I've been approached by a company, can I mention the name? 'Greenwood Management' 



who are based in England regarding investing in 'Brazilian Eucalyptus' which when harvested in five or seven uears will yield charcoal for the energy industry. The returns seems very good; a doubling on my investment of just above 3K after five years or a tripling after seven years; the latter being the recommended time to leave my investment; the former being a get out early time period. There are investment options for 7K+ but I'd be going in at the lower option. This company do pine tree investments also. 

Does anyone here have the low down on this company or any opinions regarding this type of investment & what risks might be involved & how safe would the initial capital I invest would be?

Would be grateful for any advice.


----------



## Sherman (21 Jan 2009)

Golden rule. If an investment company makes an unsolicited approach to you, walk away (I don't know anything about this crowd, but your post seems to suggest they approached you which I would always be wary of).


----------



## Sierra (21 Jan 2009)

I need a bit more than that Sherman however thanks for your reply. They got my name because I have investments with the 'Irish Forestry Fund' who were unaware this company had a list of their investors & were contacting them. The 'Irish Forestry Fund' were none too happy about it.


----------



## mathepac (21 Jan 2009)

A few onservations about their web-site :

If they are based in England, why does their News page feature primarily Irish publications? They also list an office on Lr Rathmines Road, Dublin.

Their past-performance indicators are generic "forestry investment"  performance rather than specifically about their fund.
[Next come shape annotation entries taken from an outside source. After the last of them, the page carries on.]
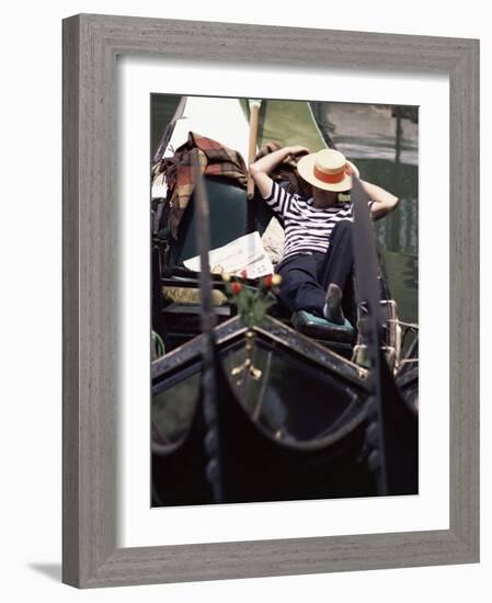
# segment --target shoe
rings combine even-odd
[[[334,325],[345,325],[345,317],[342,310],[342,292],[339,285],[330,283],[327,291],[327,300],[323,307],[323,316]]]

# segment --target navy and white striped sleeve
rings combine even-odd
[[[263,197],[274,212],[285,215],[293,204],[293,195],[289,195],[277,182],[272,181],[271,193]]]

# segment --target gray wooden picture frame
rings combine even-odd
[[[64,582],[90,588],[478,561],[479,42],[89,14],[62,27]],[[449,76],[449,530],[116,547],[118,55]]]

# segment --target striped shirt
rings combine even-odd
[[[285,260],[295,253],[324,253],[330,235],[339,221],[353,221],[352,203],[336,203],[330,207],[316,207],[313,200],[289,195],[277,182],[265,202],[284,221]]]

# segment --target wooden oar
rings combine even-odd
[[[250,145],[248,149],[248,167],[254,161],[256,157],[256,146],[258,146],[258,122],[260,116],[261,100],[252,99],[249,101],[250,104]],[[248,198],[253,198],[254,196],[254,180],[251,178],[251,174],[248,173],[248,189],[247,189]]]

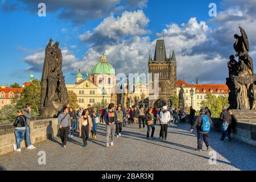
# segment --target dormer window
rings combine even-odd
[[[1,97],[1,98],[5,98],[5,92],[1,92],[0,97]]]

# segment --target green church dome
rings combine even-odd
[[[77,78],[82,78],[82,75],[80,73],[78,73],[77,75],[76,75],[76,77]]]
[[[141,78],[140,78],[139,77],[138,77],[137,78],[135,81],[135,84],[142,84],[142,82],[143,82],[142,79]]]
[[[92,69],[90,75],[97,74],[115,75],[115,69],[111,64],[106,61],[106,57],[104,55],[101,57],[101,61]]]

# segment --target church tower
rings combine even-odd
[[[149,73],[152,77],[154,74],[158,74],[159,80],[159,95],[155,95],[155,99],[149,101],[150,105],[158,107],[168,105],[170,97],[176,95],[177,62],[174,49],[167,58],[164,40],[158,40],[154,59],[150,55],[148,65]],[[154,79],[152,81],[154,85]]]

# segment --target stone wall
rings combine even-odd
[[[212,129],[221,132],[221,121],[219,118],[212,118],[213,124]],[[246,143],[256,147],[256,124],[249,122],[237,122],[234,133],[231,136],[241,140]]]
[[[32,144],[57,136],[59,125],[57,118],[31,121],[31,139]],[[0,125],[0,155],[13,151],[13,144],[16,143],[13,123]],[[25,147],[23,140],[22,147]]]

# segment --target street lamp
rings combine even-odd
[[[191,90],[190,90],[190,95],[191,96],[191,106],[192,107],[192,108],[193,108],[193,96],[194,96],[194,93],[195,93],[195,90],[194,89],[192,88]]]
[[[103,87],[103,89],[101,90],[101,92],[102,93],[102,97],[103,97],[102,105],[103,105],[103,107],[105,107],[104,97],[105,97],[105,95],[106,94],[106,89],[105,89],[104,87]]]

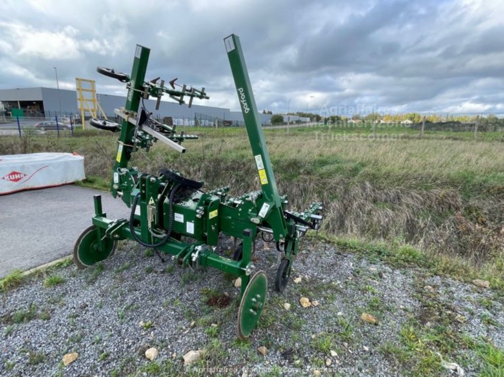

Their "Vineyards Direct" page lists other institutional investors in vineyards, but is sparse on information on their own investments.


----------



## DrMoriarty (7 Mar 2009)

The thread is closed for consideration by the moderators.


----------



## Brendan Burgess (8 Mar 2009)

These guys have come up on Askaboutmoney before selling all sorts of unregulated investments:

Greenwood Management
Buying US Dollars
Greenwood Investments
greenwood investments
Vineyard Investment


----------



## ajapale (17 Dec 2010)

Bump


----------